[train] Simplify `ray.train.xgboost/lightgbm` (2/n): Re-implement `XGBoostTrainer` as a lightweight `DataParallelTrainer` #42767

justinvyu · 2024-01-27T02:00:03Z

TL;DR

This PR re-implements XGBoostTrainer as a DataParallelTrainer that does not use xgboost_ray under the hood, in an effort to unify the trainer implementations and remove that external dependency.

Motivation

High maintenance burden that requires a release process every time incompatibilities come up between Ray and the latest xgboost_ray/lightgbm_ray version.
- For example, see the last few months of commit history.
- Here’s what happens: a change in Ray (e.g. a Ray Tune deprecation/moved package) causes the latest release of xgboost_ray to no longer work → ray.train.xgboost.XGBoostTrainer breaks → Ray Train team needs to patch a fix in this separate package, make a release, then update the pinned package version in CI.
- This process is all manual, so this entire process including getting CI to pass takes at least 2 hours.
Reducing code complexity: Directly using xgboost_ray introduces significant code complexity.
XGBoostTrainer and LightGBMTrainer are data parallel trainers, but go through a completely different code path as DataParallelTrainer implementations.
- After this migration, all Ray Train entrypoints will be using the DataParallelTrainer execution logic.
Usability: The current xgboost and lightgbm trainers are hard to use due to being a pass-through API shell on top of the xgboost.train API that people are familiar with.
- Let’s use this opportunity to cut down these bulky external packages to a simple, lightweight integration in Ray Train, where users need to change minimal code to distribute their workload.
- This is the same motivation as the TorchTrainer unification effort.
Minor point: Removing duplicate logic
- xgboost_ray and lightgbm_ray are designed to be run independently, so they implement their execution loop with resource scheduling logic and error handling. There is a huge overlap in the external libraries and Tune, and it’s very difficult to navigate between the 2 codebases as a maintainer.
See more reasons here.

PR Summary

Introduce simplified ray.train.xgboost.v2.XGBoostTrainer and ray.train.lightgbm.v2.LightGBMTrainer that do not depend on xgboost_ray and lightgbm_ray.
- These will have a different API compared to the existing trainers due to being subclasses of DataParallelTrainer. Users are able to pass in their own training function.
Re-implement the existing ray.train.xgboost.XGBoostTrainer and ray.train.lightgbm.LightGBMTrainer on top of the v2 counterparts.
- We are not going to force an API migration immediately -- let's wait for this new implementation to stabilize for 1 release before making that decision.
Remove xgboost_ray and lightgbm_ray dependencies from Ray Train starting immediately from 2.10. (Will do in a follow-up PR.)

Related issue number

Checks

I've signed off every commit(by using the -s flag, i.e., git commit -s) in this PR.
I've run scripts/format.sh to lint the changes in this PR.
I've included any doc changes needed for https://docs.ray.io/en/master/.
- I've added any new APIs to the API Reference. For example, if I added a
  method in Tune, I've added it in doc/source/tune/api/ under the
  corresponding .rst file.
I've made sure the tests are passing. Note that there might be a few flaky tests, see the recent failures at https://flakey-tests.ray.io/
Testing Strategy
- Unit tests
- Release tests
- This PR is not tested :(

Signed-off-by: Justin Yu <justinvyu@anyscale.com>

woshiyyya · 2024-01-29T21:02:21Z

Very neat solution! I have some general questions:

Would we support or remove support for elastic training? (not sure how many users are using it, but my intuition is we are removing this feature)
Shall we provide a simple API for users to get a xgboost.DMatrix. I noticed that in xgboost_ray, there will be no further processing logics in the train_func after passing the RayDMatrix into the train().
What would be the checkpointing code looks like? Will that be a Xgboost's native callback, which calls ray.train.report on some hooks?
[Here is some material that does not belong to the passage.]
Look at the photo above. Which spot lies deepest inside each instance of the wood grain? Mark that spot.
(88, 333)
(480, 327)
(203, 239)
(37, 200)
justinvyu · 2024-01-29T23:22:31Z

@woshiyyya

Would we support or remove support for elastic training? (not sure how many users are using it, but my intuition is we are removing this feature)

This PR would remove the elastic training part. I'm not actually sure if the old XGBoostTrainer even allows usage of the elastic training feature. xgboost_ray re-implements the execution loop, which waits for distributed worker futures and launching workers when one fails.
However, this would get caught by Ray Train, the entire placement group would get removed and restarted. OR, this would hang if the user includes a ray.train.report in our provided callback.
We can revisit xgb elastic training in the future along with other data parallel trainers.

Shall we provide a simple API for users to get a xgboost.DMatrix. I noticed that in xgboost_ray, there will be no further processing logics in the train_func after passing the RayDMatrix into the train().

I think it's not needed to add another API on top of DMatrix. RayDMatrix is an abstraction used to shard the dataset across multiple Ray workers, but we don't really need that since Ray Data can do that already, so I don't want to keep RayDMatrix around. Plus, Ray Data is the only method that we recommend for XGBoostTrainer in the first place.
Here's what regular xgboost.DMatrix usage looks like.
Here's what it looks like with Ray Train + Ray Data. It matches up with the native way of using xgboost.

           train_ds = ray.train.get_dataset_shard("train")
            train_df = train_ds.to_pandas()
            X, y = train_df.drop("y", axis=1), train_df["y"]
            dtrain = xgboost.DMatrix(X, label=y)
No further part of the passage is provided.